Penalty Weights in QUBO Formulations: Permutation Problems

TL;DR

This paper investigates how to set penalty weights in QUBO formulations for permutation problems, proposing new static methods that improve solution feasibility and convergence in quantum optimization algorithms.

Contribution

It introduces novel static penalty weight calculation methods for permutation problems in QUBO, enhancing solution quality over existing approaches.

Findings

New static penalty weight methods outperform existing ones.

Improved feasibility of solutions in permutation QUBO problems.

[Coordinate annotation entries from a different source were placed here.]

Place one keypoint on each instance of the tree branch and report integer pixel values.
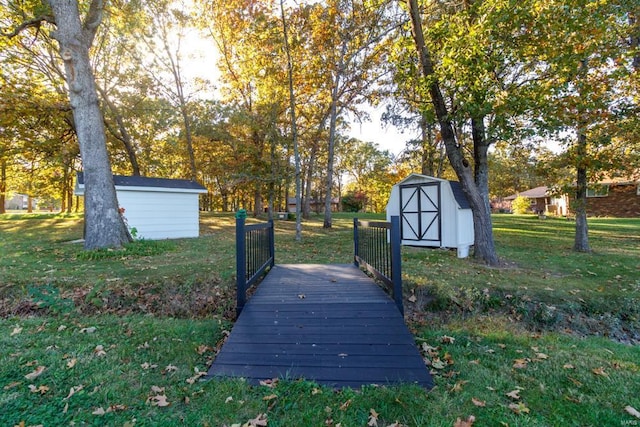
(32, 23)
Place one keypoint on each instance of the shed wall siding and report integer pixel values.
(161, 215)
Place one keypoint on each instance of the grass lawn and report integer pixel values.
(121, 337)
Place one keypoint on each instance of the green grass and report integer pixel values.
(160, 308)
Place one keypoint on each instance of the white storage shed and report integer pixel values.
(158, 208)
(433, 212)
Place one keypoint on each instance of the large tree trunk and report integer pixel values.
(581, 243)
(3, 184)
(484, 247)
(294, 127)
(333, 118)
(103, 223)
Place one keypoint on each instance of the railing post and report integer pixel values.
(272, 242)
(356, 243)
(396, 262)
(241, 261)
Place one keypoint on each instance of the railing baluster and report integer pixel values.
(377, 248)
(255, 253)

Faster convergence with proposed penalty weights.

Abstract

Optimisation algorithms designed to work on quantum computers or other specialised hardware have been of research interest in recent years. Many of these solver can only optimise problems that are in binary and quadratic form. Quadratic Unconstrained Binary Optimisation (QUBO) is therefore a common formulation used by these solvers. There are many combinatorial optimisation problems that are naturally represented as permutations e.g., travelling salesman problem. Encoding permutation problems using binary variables however presents some challenges. Many QUBO solvers are single flip solvers, it is therefore possible to generate solutions that cannot be decoded to a valid permutation. To create bias towards generating feasible solutions, we use penalty weights. The process of setting static penalty weights for various types of problems is not trivial. This is because values that are too small will lead to infeasible solutions being returned by the solver while values that are too large may lead to slower convergence. In this study, we explore some methods of setting penalty weights within the context of QUBO formulations. We propose new static methods of calculating penalty weights which lead to more promising results than existing methods.